La Secretaría de Energía oficializó este martes, a través de la Resolución 147/2025 publicada en el Boletín Oficial, el procedimiento y las condiciones que deberán cumplir las estaciones de servicio para implementar el sistema de autodespacho de combustible líquido. La medida apunta a modernizar el sector, reducir la burocracia y brindar más autonomía a los operadores del rubro.
Según establece la normativa, los operadores que deseen ofrecer este servicio deberán presentar un conjunto de documentos técnicos y legales que acrediten la seguridad y viabilidad de la instalación. Entre los requisitos se encuentran la presentación de planos de distribución de las instalaciones, una auditoría de seguridad actualizada y un certificado de cumplimiento normativo.
Desde el Gobierno nacional destacaron que el nuevo esquema permitirá acelerar los procesos administrativos y facilitará la adopción del sistema por parte de los expendedores. En este sentido, remarcaron que “se eliminan trabas burocráticas y se otorga mayor autonomía a los operadores, que ya no necesitarán autorización previa de la Secretaría de Energía para adaptar sus estaciones”.
El procedimiento establece que, una vez finalizadas las obras correspondientes, será la entidad auditora la encargada de presentar la documentación ante el organismo oficial. A partir de ese momento, la estación de servicio podrá comenzar a operar bajo esta modalidad, sin necesidad de esperar una aprobación final, lo que, según indicaron, evitará demoras para las empresas.
La implementación del autodespacho será optativa y podrá aplicarse en distintas modalidades: total, en la que el cliente se encarga completamente de la carga de combustible; simultánea, que contempla sectores diferenciados para autodespacho y atención tradicional; o alternada, donde el sistema puede variar según el horario del día.
En cuanto a las condiciones técnicas y de seguridad, la normativa exige una serie de medidas para garantizar un funcionamiento seguro. Entre ellas se incluyen la instalación de dispositivos de corte de emergencia en los surtidores, sistemas automáticos de interrupción del suministro una vez completado el abastecimiento, y la obligación de activar manualmente el surtidor al iniciar la carga.

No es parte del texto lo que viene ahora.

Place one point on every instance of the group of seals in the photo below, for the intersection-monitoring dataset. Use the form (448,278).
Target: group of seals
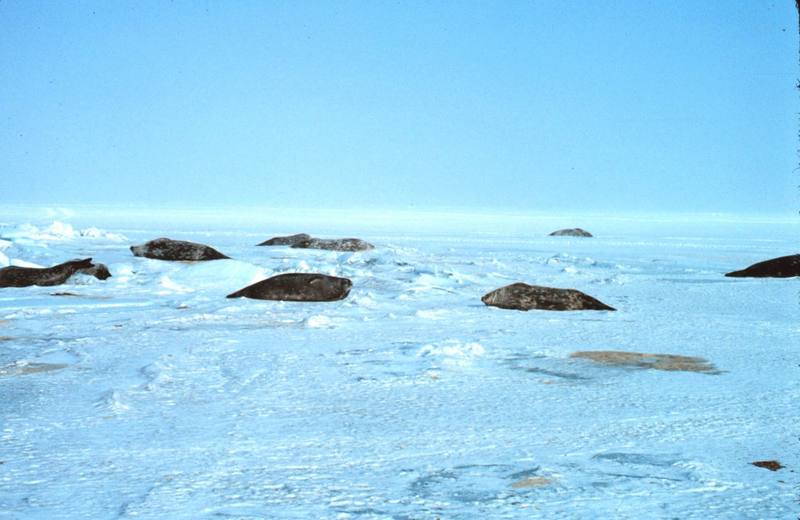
(305,241)
(14,276)
(314,287)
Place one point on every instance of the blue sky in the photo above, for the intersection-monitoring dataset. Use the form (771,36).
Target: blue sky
(518,106)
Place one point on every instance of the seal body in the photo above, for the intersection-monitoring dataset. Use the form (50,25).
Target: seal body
(337,244)
(286,241)
(168,249)
(575,232)
(782,267)
(99,271)
(47,276)
(524,297)
(298,287)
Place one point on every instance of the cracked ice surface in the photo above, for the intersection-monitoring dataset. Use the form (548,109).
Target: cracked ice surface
(150,395)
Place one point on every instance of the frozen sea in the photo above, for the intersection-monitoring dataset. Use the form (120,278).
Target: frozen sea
(151,395)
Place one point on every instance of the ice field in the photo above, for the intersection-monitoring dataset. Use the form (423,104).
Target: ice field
(151,395)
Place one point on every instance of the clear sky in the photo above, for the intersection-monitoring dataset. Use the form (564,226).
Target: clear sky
(686,106)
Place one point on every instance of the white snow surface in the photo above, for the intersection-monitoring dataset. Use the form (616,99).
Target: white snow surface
(151,395)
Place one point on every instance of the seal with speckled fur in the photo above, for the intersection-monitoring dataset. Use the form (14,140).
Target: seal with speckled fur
(298,287)
(286,241)
(47,276)
(168,249)
(524,297)
(782,267)
(576,232)
(338,244)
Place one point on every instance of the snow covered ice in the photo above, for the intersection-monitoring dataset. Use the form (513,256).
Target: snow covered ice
(151,395)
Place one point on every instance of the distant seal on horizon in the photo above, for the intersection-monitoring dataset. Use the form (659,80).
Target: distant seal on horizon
(573,232)
(523,297)
(297,287)
(334,244)
(289,240)
(14,276)
(178,250)
(781,267)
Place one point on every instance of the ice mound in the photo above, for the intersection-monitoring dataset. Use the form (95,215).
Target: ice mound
(24,367)
(113,402)
(221,275)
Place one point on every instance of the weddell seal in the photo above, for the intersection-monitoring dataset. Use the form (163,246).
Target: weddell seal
(523,297)
(337,244)
(298,287)
(168,249)
(46,276)
(782,267)
(576,232)
(286,241)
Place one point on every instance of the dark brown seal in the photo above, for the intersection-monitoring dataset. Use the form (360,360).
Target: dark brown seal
(336,244)
(298,287)
(286,241)
(46,276)
(574,232)
(524,297)
(782,267)
(168,249)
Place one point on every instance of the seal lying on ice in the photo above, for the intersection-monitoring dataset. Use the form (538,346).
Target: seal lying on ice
(338,244)
(168,249)
(286,241)
(524,297)
(298,287)
(46,276)
(782,267)
(576,232)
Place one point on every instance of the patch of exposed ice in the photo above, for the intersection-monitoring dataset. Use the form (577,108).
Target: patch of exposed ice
(319,321)
(453,352)
(431,314)
(58,231)
(170,285)
(22,263)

También se establece que las estaciones deben contar con una cabina de control desde la cual el operador podrá monitorear la operación y, en caso necesario, detener de forma remota los surtidores. En la zona de carga deberá haber dispositivos de comunicación visual y sonora, como luces, alarmas o intercomunicadores, que permitan al cliente solicitar asistencia.
Asimismo, se regulan aspectos físicos de la instalación: las mangueras no podrán superar los 3,5 metros de largo, los picos no podrán tener trabas de gatillo, y todo el sistema -surtidor, manguera y pico- deberá estar diseñado para asegurar la descarga de la electricidad estática del usuario.
Desde el Ejecutivo valoraron la iniciativa como parte de un proceso más amplio de desregulación del sector energético, iniciado en enero con el Decreto 46/25. En esa línea, aseguraron que el autodespacho permitirá un servicio continuo durante las 24 horas, ampliando las posibilidades de atención al público y brindando mayor libertad de operación a los empresarios del sector.
Además, destacaron que el nuevo sistema podría contribuir a mejorar la seguridad del personal, especialmente durante el horario nocturno, cuando muchos trabajadores están expuestos a situaciones de riesgo por hechos de inseguridad.
Finalmente, el Gobierno subrayó que esta medida se inscribe en una estrategia más amplia orientada a garantizar la libre circulación de bienes y servicios, eliminar trabas burocráticas y fomentar el desarrollo de la industria. “Promovemos un modelo que amplía la oferta para los consumidores y fortalece la competitividad del sector”, concluyeron.